29 octobre 2018

La sous évaluation d un usufruit temporaire est elle un revenu distribué (CE 24/10/2018)

abus de droit grandage.jpgLa société civile Sacajisme, soumise à l'impôt sur les sociétés, et la société civile immobilière (SCI) Sacaj, soumise au régime fiscal des sociétés de personnes prévu à l'article 8 du code général des impôts, ont acquis, par acte du 4 septembre 2008, respectivement l'usufruit, pour une durée de vingt-deux années, et la nue-propriété d'un immeuble sis 13 rue Tronchet à Paris pour un prix total de 730 000 euros.

A l'issue d'une vérification de comptabilité de la société Sacajisme, l'administration a estimé que le prix de 645 000 euros qu'elle avait acquitté pour acquérir l'usufruit excédait de 145 000 euros la valeur de celui-ci et que l'excédent de prix ainsi consenti constituait une libéralité accordée à la SCI Sacaj, nue-propriétaire.

En conséquence, Mme B... et M. C..., associés à parts égales de la SCI Sacaj et associés par ailleurs à parts inégales de la société Sacajisme, ont été imposés, au titre de l'année 2008, sur le fondement du c de l'article 111 du code général des impôts, à raison des revenus distribués correspondant à cette libéralité retenue par administration.

Par des jugements du 29 septembre 2015, le TA de Strasbourg a, sur demande respectivement de Mme B...et de M. C..., prononcé la décharge des impositions litigieuses. Par des arrêts du 11 mai 2017, la CAA  de Nancy a rejeté les recours du ministre des finances et des comptes publics contre ces jugements.

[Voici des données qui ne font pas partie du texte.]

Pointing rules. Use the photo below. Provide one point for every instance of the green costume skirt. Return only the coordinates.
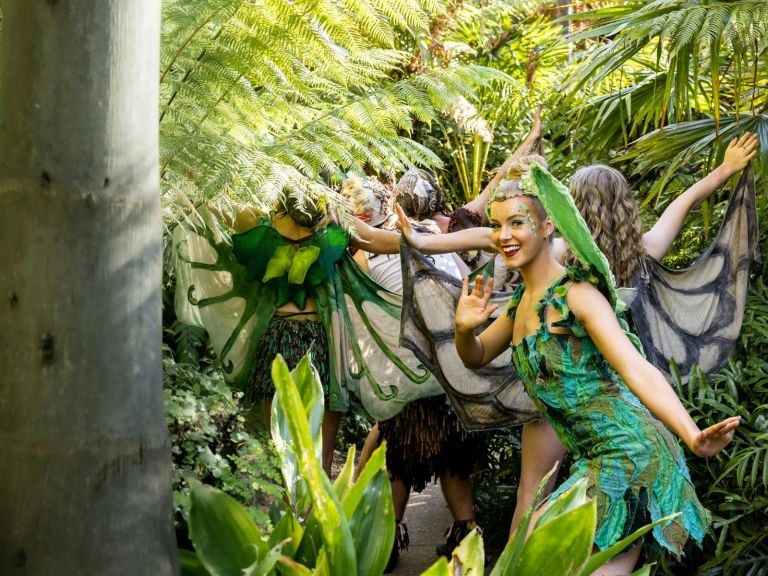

Le conseil d etat confirme l’administration

Conseil d'État, 8ème - 3ème chambres réunies, 24/10/2018, 412322,   

Le principe dégagé par le conseil d etat


En cas d'acquisition par des personnes distinctes de l'usufruit temporaire et de la nue-propriété du même bien immobilier, le caractère délibérément majoré du prix payé pour l'acquisition de l'usufruit temporaire par rapport à la valeur vénale de cet usufruit, sans que cet écart de prix ne comporte pour l'usufruitier de contrepartie, révèle, en ce qu'elle conduit à une minoration à due concurrence du prix acquitté par le nu-propriétaire pour acquérir la nue-propriété par rapport à la valeur vénale de celle-ci, l'existence, au profit du nu-propriétaire, d'une libéralité représentant un avantage occulte constitutif d'une distribution de bénéfices au sens des dispositions précitées du c de l'article 111 du code général des impôts.

 La preuve d'une telle distribution occulte doit être regardée comme apportée par l'administration lorsqu'est établie l'existence,

-d'une part, d'un écart significatif entre les prix convenus et les valeurs vénales respectives de l'usufruit et de la nue-propriété,

- d'autre part, s'agissant des parties au démembrement du droit de propriété, de l'intention de l'usufruitier d'octroyer, et pour le nu-propriétaire, de recevoir, une libéralité du fait des conditions de l'acquisition dudit bien. 

La position du CE dans le cas d’espèce 

 En l'absence de toute transaction ou de transaction équivalente, l'appréciation de la valeur vénale doit être faite en utilisant les méthodes d'évaluation qui permettent d'obtenir un chiffre aussi voisin que possible de celui qu'aurait entraîné le jeu normal de l'offre et de la demande à la date où l'acquisition est intervenue.

Dans le cas de l'acquisition d'un bien en démembrement de propriété, constitue une telle méthode d'évaluation celle qui définit des prix de la nue-propriété et de l'usufruit tels qu'ils offrent le même taux de rendement interne de l'investissement pour l'usufruitier et le nu-propriétaire.